Go Profiling
Go has the best built-in profiling ecosystem of any mainstream language. The runtime/pprof and net/http/pprof packages give you CPU, memory, goroutine, block, and mutex profiles with zero external dependencies. The runtime/trace package provides a microsecond-resolution execution trace that shows goroutine scheduling, GC events, and syscalls. This page covers every profiling tool available for Go, from quick command-line profiles to production-grade continuous profiling.
pprof — The Core Profiling Tool
Profile Types
Go's pprof supports six profile types, each answering a different question:
| Profile | What It Measures | When to Use |
|---|---|---|
| CPU | Where CPU time is spent | Application is CPU-bound |
| Heap (alloc_objects) | Where memory is allocated | High allocation rate, GC pressure |
| Heap (inuse_objects) | What is currently in memory | Memory leaks, large RSS |
| Goroutine | All active goroutines and their stacks | Goroutine leaks, deadlocks |
| Block | Where goroutines block on synchronization primitives | Lock contention, channel waits |
| Mutex | Which mutexes are contended | Lock contention in concurrent code |
| Threadcreate | Stack traces of goroutines that created OS threads | Excessive thread creation |
Enabling pprof via HTTP
The simplest way to enable profiling in a Go application is to import net/http/pprof:
package main
import (
"log"
"net/http"
_ "net/http/pprof" // Side-effect import registers pprof handlers
)
func main() {
// Your application setup here
// If you already have an HTTP server, pprof handlers are registered
// on the DefaultServeMux automatically.
// If you don't have an HTTP server, start one on a separate port:
go func() {
log.Println("pprof server listening on :6060")
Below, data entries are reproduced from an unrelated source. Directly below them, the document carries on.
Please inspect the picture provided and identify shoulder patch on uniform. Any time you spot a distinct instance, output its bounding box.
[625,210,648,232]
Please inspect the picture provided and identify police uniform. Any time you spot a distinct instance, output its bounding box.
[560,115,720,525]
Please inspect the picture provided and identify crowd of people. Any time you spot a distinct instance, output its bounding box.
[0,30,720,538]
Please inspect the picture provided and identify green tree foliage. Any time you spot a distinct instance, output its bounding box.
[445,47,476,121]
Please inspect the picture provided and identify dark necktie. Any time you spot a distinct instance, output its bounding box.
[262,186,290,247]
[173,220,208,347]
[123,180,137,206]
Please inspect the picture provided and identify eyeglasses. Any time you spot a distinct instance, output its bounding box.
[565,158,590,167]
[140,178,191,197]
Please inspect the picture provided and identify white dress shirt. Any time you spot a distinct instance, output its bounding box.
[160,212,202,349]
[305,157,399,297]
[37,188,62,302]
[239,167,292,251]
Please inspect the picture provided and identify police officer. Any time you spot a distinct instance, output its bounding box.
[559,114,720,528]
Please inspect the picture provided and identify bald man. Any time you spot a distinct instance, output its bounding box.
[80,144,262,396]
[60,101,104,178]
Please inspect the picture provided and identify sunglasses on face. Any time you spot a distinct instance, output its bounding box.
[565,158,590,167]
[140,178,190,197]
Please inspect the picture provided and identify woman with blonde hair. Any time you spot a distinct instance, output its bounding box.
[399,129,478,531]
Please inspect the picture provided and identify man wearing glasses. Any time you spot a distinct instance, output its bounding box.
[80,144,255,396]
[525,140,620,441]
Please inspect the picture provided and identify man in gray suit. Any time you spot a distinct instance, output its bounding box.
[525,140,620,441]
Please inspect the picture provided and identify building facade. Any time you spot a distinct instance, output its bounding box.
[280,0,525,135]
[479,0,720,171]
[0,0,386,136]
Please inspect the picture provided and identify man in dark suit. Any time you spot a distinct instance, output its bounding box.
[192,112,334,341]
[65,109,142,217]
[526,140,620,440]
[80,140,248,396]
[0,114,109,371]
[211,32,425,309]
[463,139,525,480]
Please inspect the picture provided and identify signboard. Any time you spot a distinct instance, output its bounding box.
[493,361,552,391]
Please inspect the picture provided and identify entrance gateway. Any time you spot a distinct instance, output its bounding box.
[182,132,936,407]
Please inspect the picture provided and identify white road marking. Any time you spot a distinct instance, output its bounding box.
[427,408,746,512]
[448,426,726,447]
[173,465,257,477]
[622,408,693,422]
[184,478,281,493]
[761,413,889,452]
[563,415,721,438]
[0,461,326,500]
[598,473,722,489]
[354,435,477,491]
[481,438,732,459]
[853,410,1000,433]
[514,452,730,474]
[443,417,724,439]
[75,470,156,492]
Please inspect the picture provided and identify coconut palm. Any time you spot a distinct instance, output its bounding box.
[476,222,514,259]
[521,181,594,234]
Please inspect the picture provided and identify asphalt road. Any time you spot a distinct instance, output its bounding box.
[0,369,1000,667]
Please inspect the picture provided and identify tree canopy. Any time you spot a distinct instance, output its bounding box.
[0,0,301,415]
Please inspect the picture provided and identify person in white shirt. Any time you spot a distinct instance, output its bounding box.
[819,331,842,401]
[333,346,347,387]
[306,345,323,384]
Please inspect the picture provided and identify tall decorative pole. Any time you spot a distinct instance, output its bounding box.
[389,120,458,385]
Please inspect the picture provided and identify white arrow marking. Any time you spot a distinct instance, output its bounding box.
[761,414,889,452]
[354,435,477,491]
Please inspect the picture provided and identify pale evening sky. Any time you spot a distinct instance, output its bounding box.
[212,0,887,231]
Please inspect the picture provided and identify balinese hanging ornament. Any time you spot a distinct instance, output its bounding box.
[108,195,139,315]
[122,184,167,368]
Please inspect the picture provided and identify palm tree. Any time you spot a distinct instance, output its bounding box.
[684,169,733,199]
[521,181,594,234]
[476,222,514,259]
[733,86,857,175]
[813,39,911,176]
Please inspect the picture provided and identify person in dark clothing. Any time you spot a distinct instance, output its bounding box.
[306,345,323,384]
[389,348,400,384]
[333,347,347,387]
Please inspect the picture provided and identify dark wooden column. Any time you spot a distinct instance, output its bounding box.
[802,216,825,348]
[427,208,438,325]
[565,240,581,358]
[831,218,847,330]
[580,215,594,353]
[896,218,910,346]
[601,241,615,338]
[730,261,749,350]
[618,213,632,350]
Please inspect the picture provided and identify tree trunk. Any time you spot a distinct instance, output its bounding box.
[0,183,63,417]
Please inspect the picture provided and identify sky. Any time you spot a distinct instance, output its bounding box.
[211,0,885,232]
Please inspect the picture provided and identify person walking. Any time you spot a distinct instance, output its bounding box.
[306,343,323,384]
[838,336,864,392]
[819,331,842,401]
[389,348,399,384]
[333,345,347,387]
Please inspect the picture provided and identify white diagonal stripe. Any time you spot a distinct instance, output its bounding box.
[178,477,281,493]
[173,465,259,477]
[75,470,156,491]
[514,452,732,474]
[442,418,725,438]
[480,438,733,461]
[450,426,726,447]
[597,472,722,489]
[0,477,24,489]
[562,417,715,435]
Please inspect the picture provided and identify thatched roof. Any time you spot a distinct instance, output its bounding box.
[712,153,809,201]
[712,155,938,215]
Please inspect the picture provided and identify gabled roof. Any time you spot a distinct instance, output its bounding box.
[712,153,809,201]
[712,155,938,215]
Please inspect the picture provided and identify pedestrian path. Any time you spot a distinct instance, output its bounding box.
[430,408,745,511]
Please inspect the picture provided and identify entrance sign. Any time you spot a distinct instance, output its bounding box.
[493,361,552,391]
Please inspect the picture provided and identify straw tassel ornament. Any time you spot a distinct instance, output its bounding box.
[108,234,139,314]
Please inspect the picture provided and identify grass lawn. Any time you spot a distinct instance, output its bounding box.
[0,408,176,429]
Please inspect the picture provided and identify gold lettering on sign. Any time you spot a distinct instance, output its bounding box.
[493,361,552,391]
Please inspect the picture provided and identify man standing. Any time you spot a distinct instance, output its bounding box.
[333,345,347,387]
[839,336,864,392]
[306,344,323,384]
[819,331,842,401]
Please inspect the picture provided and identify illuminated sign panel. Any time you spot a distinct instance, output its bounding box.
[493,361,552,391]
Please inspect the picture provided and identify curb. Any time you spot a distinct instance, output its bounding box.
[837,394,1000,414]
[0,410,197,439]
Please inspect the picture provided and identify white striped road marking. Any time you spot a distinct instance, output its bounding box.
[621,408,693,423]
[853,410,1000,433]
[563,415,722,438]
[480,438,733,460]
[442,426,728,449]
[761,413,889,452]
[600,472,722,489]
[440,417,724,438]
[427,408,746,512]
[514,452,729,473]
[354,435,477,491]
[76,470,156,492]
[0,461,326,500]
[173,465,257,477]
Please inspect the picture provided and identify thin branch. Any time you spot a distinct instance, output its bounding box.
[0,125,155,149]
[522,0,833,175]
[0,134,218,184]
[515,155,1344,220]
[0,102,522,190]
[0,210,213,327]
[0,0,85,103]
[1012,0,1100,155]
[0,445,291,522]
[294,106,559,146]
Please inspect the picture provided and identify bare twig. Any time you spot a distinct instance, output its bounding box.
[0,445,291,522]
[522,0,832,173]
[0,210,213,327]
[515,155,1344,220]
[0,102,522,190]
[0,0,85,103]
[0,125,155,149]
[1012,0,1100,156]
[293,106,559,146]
log.Println(http.ListenAndServe("localhost:6060", nil))
}()
// Start your main application
startApplication()
}Security
Never expose pprof to the public internet. It reveals internal state and can be used for denial of service (heap profiles pause the runtime). Always bind to localhost and access remotely via SSH tunneling or a VPN.
Collecting Profiles from the Command Line
Once pprof is enabled via HTTP, use the go tool pprof command:
# 30-second CPU profile
go tool pprof http://localhost:6060/debug/pprof/profile?seconds=30
# Heap profile (current memory usage)
go tool pprof http://localhost:6060/debug/pprof/heap
# Goroutine profile
go tool pprof http://localhost:6060/debug/pprof/goroutine
# Block profile (requires runtime.SetBlockProfileRate)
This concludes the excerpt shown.